In recent years, the life insurance industry, including the Company and its subsidiaries, has been subject to an increase in litigation pursued on behalf of purported classes of insurance purchasers, questioning the conduct of insurers in the marketing of their products. The Company believes that the action described below is part of this trend.

In the case of Charles R. Sullivan, etc., previously reported in the Company’s Form 10-K Report for the Year Ended December 31, 2002, a Motion for Certification of the Class has been filed by the Plaintiff. Management believes that it is administering and has responsibility for 326 of the policies involved in the dispute.
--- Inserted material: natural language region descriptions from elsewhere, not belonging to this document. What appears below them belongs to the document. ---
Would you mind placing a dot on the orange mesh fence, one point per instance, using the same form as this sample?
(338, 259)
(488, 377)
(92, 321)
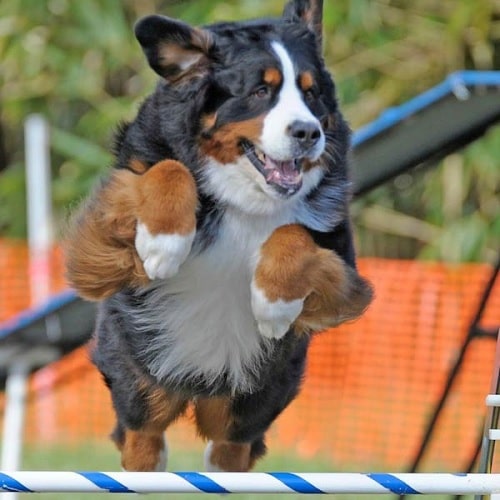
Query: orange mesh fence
(370, 386)
(15, 283)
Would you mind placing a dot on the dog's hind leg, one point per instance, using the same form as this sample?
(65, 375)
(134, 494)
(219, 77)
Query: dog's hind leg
(215, 421)
(141, 441)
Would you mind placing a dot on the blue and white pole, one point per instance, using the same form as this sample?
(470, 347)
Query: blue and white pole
(254, 482)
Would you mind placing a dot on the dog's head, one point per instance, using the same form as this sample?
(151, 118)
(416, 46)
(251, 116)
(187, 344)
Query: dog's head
(268, 118)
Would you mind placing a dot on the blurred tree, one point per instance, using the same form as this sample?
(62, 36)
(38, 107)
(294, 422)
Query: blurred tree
(79, 65)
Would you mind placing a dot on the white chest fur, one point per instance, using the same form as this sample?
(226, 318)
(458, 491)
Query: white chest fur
(203, 313)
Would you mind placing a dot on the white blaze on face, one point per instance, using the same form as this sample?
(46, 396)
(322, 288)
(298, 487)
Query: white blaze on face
(275, 140)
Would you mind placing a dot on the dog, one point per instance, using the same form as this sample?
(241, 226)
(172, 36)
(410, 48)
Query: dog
(220, 241)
There has been no material change in the posture or status of any other litigation previously reported by the Company as an ongoing or active case.

In addition to the above, the Company and its subsidiaries are defendants in, or subject to other claims or legal actions. Some of these claims and legal actions are in jurisdictions where juries are given substantial latitude in assessing damages, including punitive damages. Although no assurances can be given and no determinations can be made at this time, management believes that the ultimate liability, if any, with respect to these other claims and legal actions, would have no material effect on the Company’s business, results of operations or financial position.

Item 5: Other Events

On June 30, 2003, Kansas City Life Insurance Company announced that it had completed the purchase of all of the issued and outstanding stock of GuideOne Life Insurance Company from GuideOne Financial Group, Inc. and GuideOne Mutual Insurance Company. The purchase price determined at closing, according to the terms of the Stock Purchase Agreement, was $61.2 million. This acquisition was funded with $59.2 million in cash and a $2.0 million note payable due June 30, 2005.
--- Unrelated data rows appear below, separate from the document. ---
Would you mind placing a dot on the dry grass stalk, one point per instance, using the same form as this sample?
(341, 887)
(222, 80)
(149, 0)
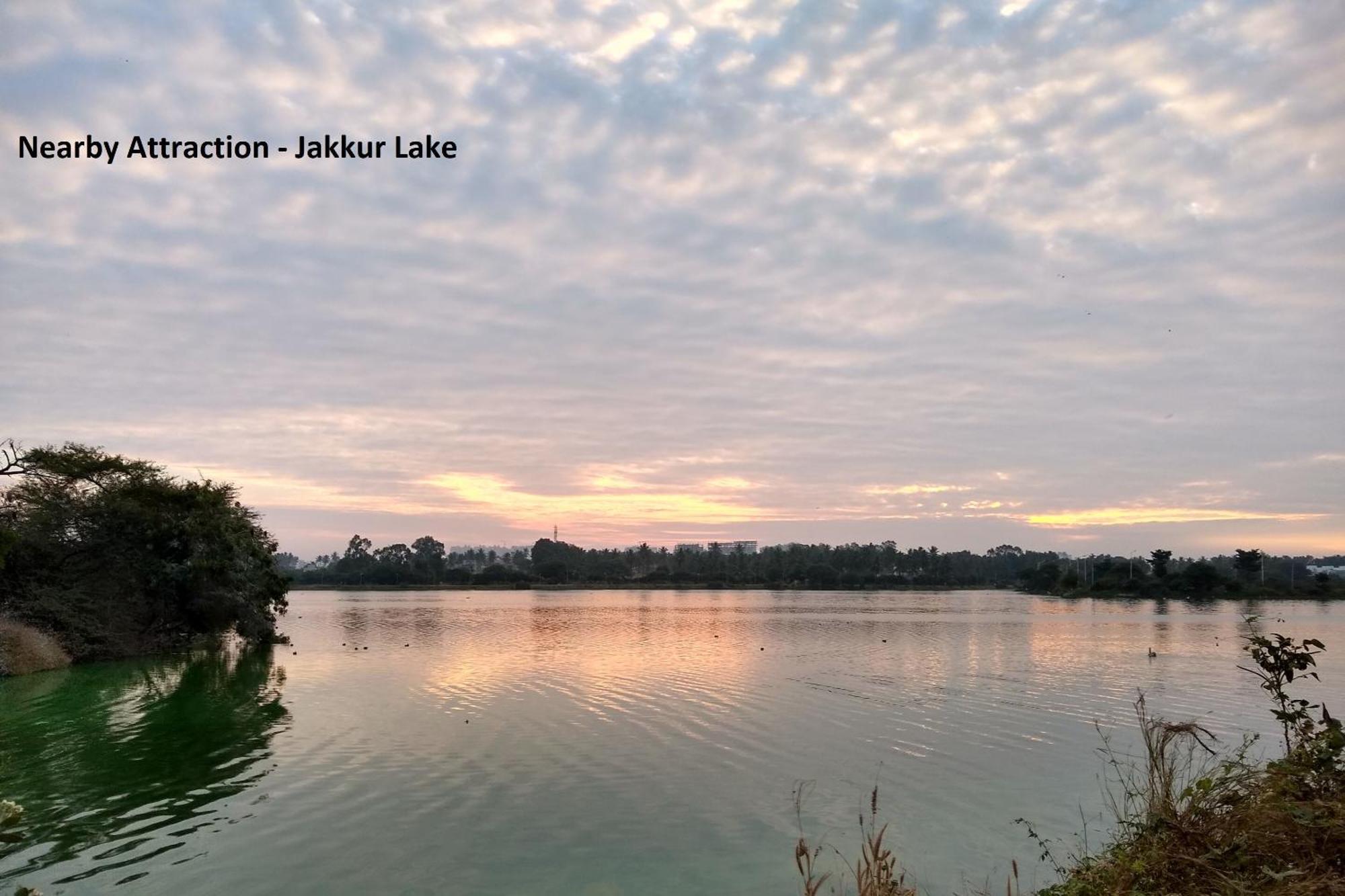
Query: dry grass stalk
(24, 650)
Approval of the purchase had been given by the Iowa Department of Insurance on June 24, 2003 and by the Missouri Department of Insurance on June 26, 2003.
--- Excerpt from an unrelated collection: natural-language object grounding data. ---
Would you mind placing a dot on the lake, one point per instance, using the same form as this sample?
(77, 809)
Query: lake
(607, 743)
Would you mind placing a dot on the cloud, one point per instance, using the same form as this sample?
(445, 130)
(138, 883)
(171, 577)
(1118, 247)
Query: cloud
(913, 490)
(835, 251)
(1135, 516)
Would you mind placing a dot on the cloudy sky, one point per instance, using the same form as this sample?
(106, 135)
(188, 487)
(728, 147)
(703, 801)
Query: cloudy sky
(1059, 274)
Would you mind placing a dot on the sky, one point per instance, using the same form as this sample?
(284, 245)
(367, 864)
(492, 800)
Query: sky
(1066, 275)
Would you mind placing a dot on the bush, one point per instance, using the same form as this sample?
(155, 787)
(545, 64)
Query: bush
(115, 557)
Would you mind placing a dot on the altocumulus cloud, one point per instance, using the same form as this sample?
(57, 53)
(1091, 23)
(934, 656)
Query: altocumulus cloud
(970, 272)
Kansas City Life Insurance Co., founded in 1895, is a Missouri corporation with its Home Office in Kansas City, Mo. The Company’s major sales emphasis is life insurance and annuities. Total revenues in 2002 were $440.2 million. Life insurance in force, at the end of the year 2002, totaled $26.6 billion, while assets totaled $3.9 billion. The Company operates in 48 states and the District of Columbia.

GuideOne Life Insurance Company, an Iowa corporation, is a stock life insurer owned directly by The GuideOne Financial Group, Inc., a holding company owned by GuideOne Mutual Insurance Co. and GuideOne Specialty Mutual Insurance Company. GuideOne Life Insurance Company operations are conducted on a branch office basis and through captive and independent multiple-line agents associated with the parent company in West Des Moines, Iowa. GuideOne Life Insurance Company is licensed in 40 states selling life insurance and annuities.

In 2002 GuideOne Life Insurance Company’s total direct premiums and annuity considerations totaled $58.4 million. Net income was $7.5 million in 2002 and total net admitted assets as of December 31, 2002 were $347.7 million, both numbers based on Statutory Accounting Principles since Generally Accepted Accounting Principle numbers are unavailable.

Exhibit List

(31)a Rule 13a-14(a)/15d-14(a) Certifications.
(31)b Rule 13a-14(a)/15d-14(a) Certifications.
(99) Item 99 - Section 906 Certification.

SIGNATURES

Pursuant to the requirements of the Securities Exchange Act of 1934, the registrant has duly caused this report to be signed on its behalf by the undersigned thereunto duly authorized.

KANSAS CITY LIFE INSURANCE COMPANY

/s/R. Philip Bixby           
R. Philip Bixby
President, Chief Executive Officer,
and Vice Chairman of the Board




/s/Tracy W. Knapp            
Tracy W. Knapp
Senior Vice President, Finance

Date: August 8, 2003

Exhibit (31)a Rule 13a-14(a)/15d-14(a) Certifications.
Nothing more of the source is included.